We are building a next-generation AI Compiler and Runtime Stack targeting a QEMU-emulated RISC-V-based NPU architecture.
You will work on cutting-edge open-source technologies like MLIR, IREE, and LLVM, designing advanced compiler flows for scalar, vector (RVV), and matrix multiplication cores powering real-world Automotive, Robotics, and AR/VR AI workloads.
This is a rare opportunity to work on an end-to-end AI system from model ingestion (PyTorch, TensorFlow, ONNX) through optimized codegen and runtime deployment.
Why Join Us?
Build a full-stack AI platform from the ground up.
Work on next-generation RISC-V AI accelerators.
Opportunity to contribute upstream to MLIR, LLVM, and IREE.
Responsibilities:
Develop custom MLIR dialects, passes, and transformations for optimizing AI models.

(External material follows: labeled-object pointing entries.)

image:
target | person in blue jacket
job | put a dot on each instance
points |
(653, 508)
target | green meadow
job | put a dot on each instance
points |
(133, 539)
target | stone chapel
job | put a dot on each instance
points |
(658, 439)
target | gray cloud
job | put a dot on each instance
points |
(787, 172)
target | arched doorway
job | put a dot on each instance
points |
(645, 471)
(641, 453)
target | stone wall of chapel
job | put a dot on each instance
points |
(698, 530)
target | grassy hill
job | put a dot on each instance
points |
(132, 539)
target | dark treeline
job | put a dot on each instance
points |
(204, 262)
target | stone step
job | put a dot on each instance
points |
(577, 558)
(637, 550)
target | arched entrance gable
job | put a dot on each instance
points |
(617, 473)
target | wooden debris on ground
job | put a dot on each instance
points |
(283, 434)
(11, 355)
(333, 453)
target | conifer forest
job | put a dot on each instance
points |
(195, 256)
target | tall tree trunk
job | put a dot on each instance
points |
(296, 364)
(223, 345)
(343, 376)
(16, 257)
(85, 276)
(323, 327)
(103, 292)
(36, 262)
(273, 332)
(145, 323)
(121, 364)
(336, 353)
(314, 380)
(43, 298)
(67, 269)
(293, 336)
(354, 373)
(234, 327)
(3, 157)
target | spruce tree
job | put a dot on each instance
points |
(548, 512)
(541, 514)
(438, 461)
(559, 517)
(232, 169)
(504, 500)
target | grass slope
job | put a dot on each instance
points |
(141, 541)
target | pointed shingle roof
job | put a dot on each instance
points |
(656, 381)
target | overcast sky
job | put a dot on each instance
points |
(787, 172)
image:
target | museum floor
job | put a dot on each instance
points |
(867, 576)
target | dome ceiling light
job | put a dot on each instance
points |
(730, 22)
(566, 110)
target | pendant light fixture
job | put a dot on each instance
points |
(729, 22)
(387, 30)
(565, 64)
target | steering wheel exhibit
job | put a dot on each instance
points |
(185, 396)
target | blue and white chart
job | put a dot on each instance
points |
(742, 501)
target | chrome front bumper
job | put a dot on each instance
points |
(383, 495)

Extend the LLVM RISC-V backend to support new instructions.
Integrate hand-optimized ukernels with IREE for critical AI operations (matmul, convolution, reductions).

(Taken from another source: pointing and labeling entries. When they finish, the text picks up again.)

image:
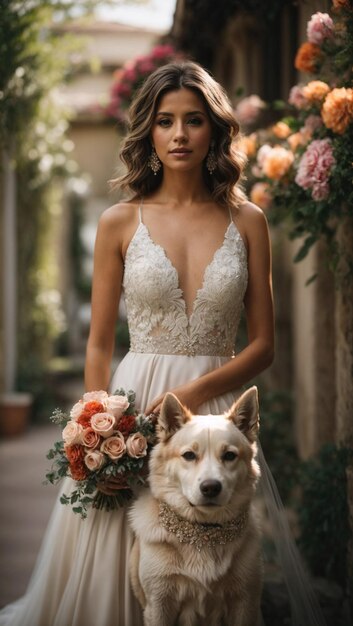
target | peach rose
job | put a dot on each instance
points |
(72, 433)
(90, 439)
(277, 163)
(337, 110)
(260, 195)
(136, 445)
(94, 460)
(281, 130)
(298, 139)
(103, 424)
(316, 91)
(116, 405)
(95, 396)
(308, 57)
(76, 410)
(114, 447)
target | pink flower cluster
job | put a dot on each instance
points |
(315, 168)
(128, 79)
(94, 430)
(320, 27)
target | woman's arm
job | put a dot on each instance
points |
(258, 354)
(114, 228)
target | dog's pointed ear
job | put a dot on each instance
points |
(245, 413)
(172, 416)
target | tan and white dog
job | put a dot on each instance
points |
(196, 556)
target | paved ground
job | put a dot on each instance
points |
(25, 506)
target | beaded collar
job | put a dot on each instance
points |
(199, 534)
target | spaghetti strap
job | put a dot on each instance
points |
(140, 211)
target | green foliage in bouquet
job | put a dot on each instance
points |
(301, 168)
(104, 437)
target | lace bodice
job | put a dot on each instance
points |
(156, 309)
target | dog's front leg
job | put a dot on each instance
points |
(160, 611)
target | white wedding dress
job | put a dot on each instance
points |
(81, 576)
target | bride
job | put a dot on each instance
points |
(188, 251)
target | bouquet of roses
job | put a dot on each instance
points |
(102, 437)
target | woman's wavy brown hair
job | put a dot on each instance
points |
(136, 150)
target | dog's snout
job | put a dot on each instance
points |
(211, 488)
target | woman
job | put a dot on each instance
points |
(189, 252)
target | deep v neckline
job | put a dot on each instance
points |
(189, 312)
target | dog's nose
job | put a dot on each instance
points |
(210, 488)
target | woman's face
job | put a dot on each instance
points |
(181, 131)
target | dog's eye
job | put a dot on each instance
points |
(189, 455)
(229, 456)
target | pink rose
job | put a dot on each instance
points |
(76, 410)
(136, 445)
(114, 447)
(315, 168)
(116, 405)
(319, 28)
(72, 433)
(90, 439)
(297, 98)
(103, 424)
(94, 460)
(95, 396)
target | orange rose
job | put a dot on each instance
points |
(260, 195)
(247, 144)
(75, 455)
(316, 91)
(277, 162)
(308, 57)
(91, 408)
(281, 130)
(337, 110)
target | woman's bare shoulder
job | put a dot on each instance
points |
(251, 221)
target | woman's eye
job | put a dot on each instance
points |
(195, 121)
(164, 122)
(189, 455)
(229, 456)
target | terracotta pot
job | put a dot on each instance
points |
(15, 411)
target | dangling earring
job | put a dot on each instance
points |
(211, 161)
(154, 162)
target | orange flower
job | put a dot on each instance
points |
(247, 144)
(281, 130)
(337, 110)
(308, 57)
(75, 455)
(316, 91)
(91, 408)
(260, 195)
(277, 162)
(300, 138)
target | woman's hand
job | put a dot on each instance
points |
(110, 486)
(187, 394)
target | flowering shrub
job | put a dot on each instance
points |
(129, 79)
(301, 169)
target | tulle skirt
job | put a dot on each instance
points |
(81, 577)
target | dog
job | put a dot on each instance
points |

Build compiler optimizations for: Loop unrolling, fusion, and vectorization, Memory access optimization (SRAM-aware).
Lower AI models from high-level ML frameworks through MLIR to LLVM IR, generating RISC-V assembly.
Enhance IREEs codegen and runtime scheduling for scalar, vector, and matrix cores.
Collaborate with hardware architects, runtime developers, and QEMU platform engineers.
Qualifications:
Prior work with AI/ML workloads (Vision Transformers, Object Detection, ASR, etc.).
Familiarity with ping-pong buffering in SRAM and optimizing for memory bandwidth.
Contribution to open-source projects in MLIR, LLVM, or IREE.
Understanding of AI model optimization techniques (quantization, tiling, scheduling).
Experience with profiling and debugging low-level systems.